Alles, woran Claire denken konnte, war, dass sie sich hinsetzen und ihm von dem Anruf erzählen musste. Aber sie wusste nicht, was sie sagen sollte, und wollte es auch nicht vor Eve und Michael tun. Es musste persönlich sein.
Doch später, als sie oben in seinem Zimmer waren und Claire sich an ihn geschmiegt hatte, schien reden nicht mehr wichtig zu sein. Nachdem sie stundenlang Arm in Arm dagelegen und sich geküsst hatten und sie es nicht einmal geschafft hatte, mit dem Gespräch überhaupt zu beginnen, schlief sie schließlich ein. Als sie wieder aufwachte, trug er sie gerade in ihr Bett und deckte sie zu.

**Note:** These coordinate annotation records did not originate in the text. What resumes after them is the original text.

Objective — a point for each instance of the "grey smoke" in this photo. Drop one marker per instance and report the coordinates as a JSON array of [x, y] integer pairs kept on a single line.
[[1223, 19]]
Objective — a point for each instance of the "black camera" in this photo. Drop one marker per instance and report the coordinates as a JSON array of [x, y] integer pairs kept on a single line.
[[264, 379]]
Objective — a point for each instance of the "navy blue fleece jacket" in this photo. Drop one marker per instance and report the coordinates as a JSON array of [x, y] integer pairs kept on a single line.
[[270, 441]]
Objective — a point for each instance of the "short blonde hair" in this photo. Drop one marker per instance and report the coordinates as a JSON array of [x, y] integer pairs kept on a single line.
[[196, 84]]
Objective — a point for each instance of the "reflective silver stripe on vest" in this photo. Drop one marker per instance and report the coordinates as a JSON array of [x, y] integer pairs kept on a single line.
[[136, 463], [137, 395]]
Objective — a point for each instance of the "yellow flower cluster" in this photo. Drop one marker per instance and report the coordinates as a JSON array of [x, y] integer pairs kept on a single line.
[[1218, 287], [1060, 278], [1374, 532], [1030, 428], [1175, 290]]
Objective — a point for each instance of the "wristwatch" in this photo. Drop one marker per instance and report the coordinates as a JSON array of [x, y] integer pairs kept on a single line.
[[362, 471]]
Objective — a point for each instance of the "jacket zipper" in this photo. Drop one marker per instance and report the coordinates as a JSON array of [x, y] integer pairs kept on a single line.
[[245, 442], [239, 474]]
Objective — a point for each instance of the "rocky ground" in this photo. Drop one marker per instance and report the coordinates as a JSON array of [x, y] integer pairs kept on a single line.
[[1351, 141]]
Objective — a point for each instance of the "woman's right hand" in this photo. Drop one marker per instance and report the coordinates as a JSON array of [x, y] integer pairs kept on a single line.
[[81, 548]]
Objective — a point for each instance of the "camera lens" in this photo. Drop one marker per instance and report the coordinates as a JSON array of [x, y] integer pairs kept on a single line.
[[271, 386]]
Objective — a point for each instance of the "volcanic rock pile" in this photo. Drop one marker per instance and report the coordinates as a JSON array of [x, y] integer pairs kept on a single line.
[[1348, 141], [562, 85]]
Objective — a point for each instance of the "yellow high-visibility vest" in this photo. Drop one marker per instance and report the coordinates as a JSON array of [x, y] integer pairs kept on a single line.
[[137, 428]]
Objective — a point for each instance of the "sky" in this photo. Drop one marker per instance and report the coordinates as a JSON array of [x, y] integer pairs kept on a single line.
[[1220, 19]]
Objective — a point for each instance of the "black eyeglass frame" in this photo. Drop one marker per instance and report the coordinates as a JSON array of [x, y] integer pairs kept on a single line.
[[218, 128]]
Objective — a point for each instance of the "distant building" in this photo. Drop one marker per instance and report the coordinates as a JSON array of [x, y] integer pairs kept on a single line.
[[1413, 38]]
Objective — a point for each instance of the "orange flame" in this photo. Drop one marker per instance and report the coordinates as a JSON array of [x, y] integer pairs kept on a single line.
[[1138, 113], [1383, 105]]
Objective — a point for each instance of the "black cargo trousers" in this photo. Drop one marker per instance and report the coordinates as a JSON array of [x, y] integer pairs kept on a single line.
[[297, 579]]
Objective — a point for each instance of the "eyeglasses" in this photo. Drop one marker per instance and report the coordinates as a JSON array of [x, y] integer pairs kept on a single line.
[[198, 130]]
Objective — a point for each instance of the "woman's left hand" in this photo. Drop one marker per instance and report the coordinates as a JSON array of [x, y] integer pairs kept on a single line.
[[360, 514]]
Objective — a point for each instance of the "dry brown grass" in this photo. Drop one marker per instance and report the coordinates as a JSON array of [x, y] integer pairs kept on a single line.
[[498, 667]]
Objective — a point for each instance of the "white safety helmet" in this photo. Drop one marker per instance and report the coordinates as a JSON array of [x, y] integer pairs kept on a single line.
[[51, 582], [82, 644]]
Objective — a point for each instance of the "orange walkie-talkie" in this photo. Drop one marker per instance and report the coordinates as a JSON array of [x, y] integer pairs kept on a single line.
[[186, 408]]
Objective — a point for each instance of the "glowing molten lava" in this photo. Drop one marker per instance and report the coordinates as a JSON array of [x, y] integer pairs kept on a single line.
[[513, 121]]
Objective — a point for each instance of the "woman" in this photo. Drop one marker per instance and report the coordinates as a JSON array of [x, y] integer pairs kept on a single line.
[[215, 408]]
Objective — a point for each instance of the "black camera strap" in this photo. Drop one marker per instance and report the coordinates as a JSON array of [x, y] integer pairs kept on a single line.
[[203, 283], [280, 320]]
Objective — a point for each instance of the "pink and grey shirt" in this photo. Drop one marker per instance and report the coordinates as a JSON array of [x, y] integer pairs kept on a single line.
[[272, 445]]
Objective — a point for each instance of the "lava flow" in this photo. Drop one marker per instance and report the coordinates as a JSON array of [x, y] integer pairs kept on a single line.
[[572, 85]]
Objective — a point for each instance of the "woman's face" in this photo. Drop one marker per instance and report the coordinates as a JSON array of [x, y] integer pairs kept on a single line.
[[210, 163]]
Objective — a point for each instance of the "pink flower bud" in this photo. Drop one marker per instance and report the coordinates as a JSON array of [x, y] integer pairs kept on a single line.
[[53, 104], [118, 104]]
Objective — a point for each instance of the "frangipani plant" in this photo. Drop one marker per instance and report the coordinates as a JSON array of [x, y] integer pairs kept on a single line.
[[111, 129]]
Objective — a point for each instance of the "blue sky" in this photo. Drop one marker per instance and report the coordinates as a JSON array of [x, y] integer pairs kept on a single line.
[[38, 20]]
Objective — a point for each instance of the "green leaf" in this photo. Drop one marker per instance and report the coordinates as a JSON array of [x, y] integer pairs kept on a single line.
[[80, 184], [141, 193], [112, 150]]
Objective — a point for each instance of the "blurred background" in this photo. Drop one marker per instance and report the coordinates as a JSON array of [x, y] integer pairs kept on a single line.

»Shane?«, murmelte sie. Er beugte sich zu ihr herunter, sodass seine langen, zotteligen Haare über ihr Gesicht streiften.
»Ja, ich bin’s«, murmelte er zurück. »Oder hast du jemand anderes erwartet?«
Sie lächelte. »Nur dich.«
»Gutes Mädchen.« Er gab ihr einen trägen, feuchten Kuss, der sie bis hinunter in die Zehen mit Wärme erfüllte.
»Shane, ich habe nachgedacht …«
»Worüber?«
»Darüber …« Sie wollte das nicht tun – sie wollte es wirklich nicht. Nicht jetzt, da alles gerade so schön war.